The Case for Letting Mortgages Move With Us
What if you could move to a new home but keep the mortgage that you took out on the old one, with the same balance, interest rate and time remaining? You would probably be more willing to move. That would benefit both sellers and buyers. At the moment, the market for existing homes is partly frozen because people who have 3 percent mortgage loans don’t want to give them up for 7 percent loans on new homes.
Making mortgages portable sounds unrealistic. After all, mortgages are tied by contract to particular pieces of property. When I raised the idea with the Federal Housing Finance Agency, which oversees the big mortgage securitizers Fannie Mae and Freddie Mac, I got a one-sentence email back saying that the idea “is not under active consideration.”

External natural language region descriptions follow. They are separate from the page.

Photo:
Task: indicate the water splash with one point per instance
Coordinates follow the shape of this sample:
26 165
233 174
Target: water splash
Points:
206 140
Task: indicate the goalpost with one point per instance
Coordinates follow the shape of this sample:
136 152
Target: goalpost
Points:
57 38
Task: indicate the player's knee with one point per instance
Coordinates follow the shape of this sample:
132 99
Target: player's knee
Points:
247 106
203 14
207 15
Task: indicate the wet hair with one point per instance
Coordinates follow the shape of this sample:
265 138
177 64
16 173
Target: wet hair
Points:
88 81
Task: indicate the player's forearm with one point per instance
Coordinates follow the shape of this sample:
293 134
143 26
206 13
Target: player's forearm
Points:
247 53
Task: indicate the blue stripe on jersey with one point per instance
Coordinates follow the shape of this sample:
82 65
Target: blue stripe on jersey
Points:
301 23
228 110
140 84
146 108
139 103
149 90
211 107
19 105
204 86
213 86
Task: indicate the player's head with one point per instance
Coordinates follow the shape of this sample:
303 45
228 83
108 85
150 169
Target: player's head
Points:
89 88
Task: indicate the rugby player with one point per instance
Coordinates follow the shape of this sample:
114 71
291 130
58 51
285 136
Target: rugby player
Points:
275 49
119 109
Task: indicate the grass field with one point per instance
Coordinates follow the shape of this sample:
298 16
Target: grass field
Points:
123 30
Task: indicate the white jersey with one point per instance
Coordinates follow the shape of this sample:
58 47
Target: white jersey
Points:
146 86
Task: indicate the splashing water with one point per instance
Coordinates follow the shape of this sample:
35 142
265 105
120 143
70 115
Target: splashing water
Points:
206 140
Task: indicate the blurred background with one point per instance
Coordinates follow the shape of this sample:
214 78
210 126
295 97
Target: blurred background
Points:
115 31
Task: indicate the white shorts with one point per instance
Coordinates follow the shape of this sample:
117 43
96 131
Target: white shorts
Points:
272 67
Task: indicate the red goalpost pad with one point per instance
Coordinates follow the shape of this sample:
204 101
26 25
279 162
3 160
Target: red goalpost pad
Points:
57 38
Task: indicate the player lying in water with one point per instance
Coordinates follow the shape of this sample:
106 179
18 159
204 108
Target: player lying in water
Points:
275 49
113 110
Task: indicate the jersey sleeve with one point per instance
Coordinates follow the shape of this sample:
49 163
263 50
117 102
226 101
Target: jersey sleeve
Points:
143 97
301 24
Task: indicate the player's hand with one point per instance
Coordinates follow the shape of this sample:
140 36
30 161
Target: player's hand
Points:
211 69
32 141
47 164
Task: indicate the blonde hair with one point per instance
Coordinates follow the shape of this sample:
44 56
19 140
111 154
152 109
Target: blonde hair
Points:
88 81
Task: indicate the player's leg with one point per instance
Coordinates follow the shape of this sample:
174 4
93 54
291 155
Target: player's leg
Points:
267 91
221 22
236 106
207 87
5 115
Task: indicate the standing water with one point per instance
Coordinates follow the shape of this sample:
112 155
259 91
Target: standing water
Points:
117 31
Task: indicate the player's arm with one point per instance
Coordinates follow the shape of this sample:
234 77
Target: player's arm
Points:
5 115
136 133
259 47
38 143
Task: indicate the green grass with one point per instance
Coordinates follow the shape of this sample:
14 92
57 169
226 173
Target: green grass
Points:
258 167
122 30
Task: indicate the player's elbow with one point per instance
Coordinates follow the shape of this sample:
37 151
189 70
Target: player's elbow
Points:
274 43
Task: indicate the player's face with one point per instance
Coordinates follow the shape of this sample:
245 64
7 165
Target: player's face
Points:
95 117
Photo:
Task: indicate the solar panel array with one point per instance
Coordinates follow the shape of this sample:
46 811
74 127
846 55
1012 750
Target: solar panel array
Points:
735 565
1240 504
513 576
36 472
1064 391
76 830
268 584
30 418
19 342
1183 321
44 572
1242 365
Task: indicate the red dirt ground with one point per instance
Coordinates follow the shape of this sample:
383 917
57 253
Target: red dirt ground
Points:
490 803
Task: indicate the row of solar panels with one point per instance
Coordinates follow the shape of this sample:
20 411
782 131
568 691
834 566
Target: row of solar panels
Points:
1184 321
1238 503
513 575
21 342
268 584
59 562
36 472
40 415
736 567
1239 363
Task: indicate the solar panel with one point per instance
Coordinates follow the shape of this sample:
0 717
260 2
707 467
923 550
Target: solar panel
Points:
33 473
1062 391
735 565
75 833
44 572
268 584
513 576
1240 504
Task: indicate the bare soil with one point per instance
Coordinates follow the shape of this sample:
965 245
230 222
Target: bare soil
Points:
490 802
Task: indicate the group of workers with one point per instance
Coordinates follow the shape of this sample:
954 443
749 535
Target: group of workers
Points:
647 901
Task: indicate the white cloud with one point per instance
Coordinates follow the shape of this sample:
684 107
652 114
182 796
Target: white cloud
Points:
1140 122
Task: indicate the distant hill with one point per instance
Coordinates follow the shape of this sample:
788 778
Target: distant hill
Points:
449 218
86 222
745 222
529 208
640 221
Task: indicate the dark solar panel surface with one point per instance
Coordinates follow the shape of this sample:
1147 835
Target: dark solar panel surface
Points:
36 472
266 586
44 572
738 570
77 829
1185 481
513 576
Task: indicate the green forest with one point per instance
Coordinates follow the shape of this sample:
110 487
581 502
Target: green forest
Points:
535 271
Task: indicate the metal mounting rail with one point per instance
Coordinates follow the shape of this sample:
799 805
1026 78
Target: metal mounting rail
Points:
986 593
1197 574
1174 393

The Mortgage Bankers Association also dismissed the idea. “We’re getting this question a lot, even from our own members,” Mike Fratantoni, the group’s chief economist, told me. Nevertheless, he said he couldn’t imagine that owners of securitized loans would go along with the idea. “I think the prospects are pretty dim.”
Actually, though, there’s a remarkable, recent piece of research that finds that borrowers wouldn’t have to pay the owners of their loans very much money to make it worth their while to port a loan from one property to another.
The report, which appeared in December in The Journal of Fixed Income, is by Jiawei David Zhang, Yihai Yu and Joy Zhang (no relation to David), all of whom work in securitized products research at MSCI, a company that provides market indexes and data analysis tools for investors.
I interviewed David Zhang, a managing director based in New York. He gave the example of a $500,000 mortgage that’s been packaged up with similar loans, turned into a security, and sold off to investors all over the world. Right now by law there’s no way to detach that loan from the property that serves as its collateral and reattach it to a new property.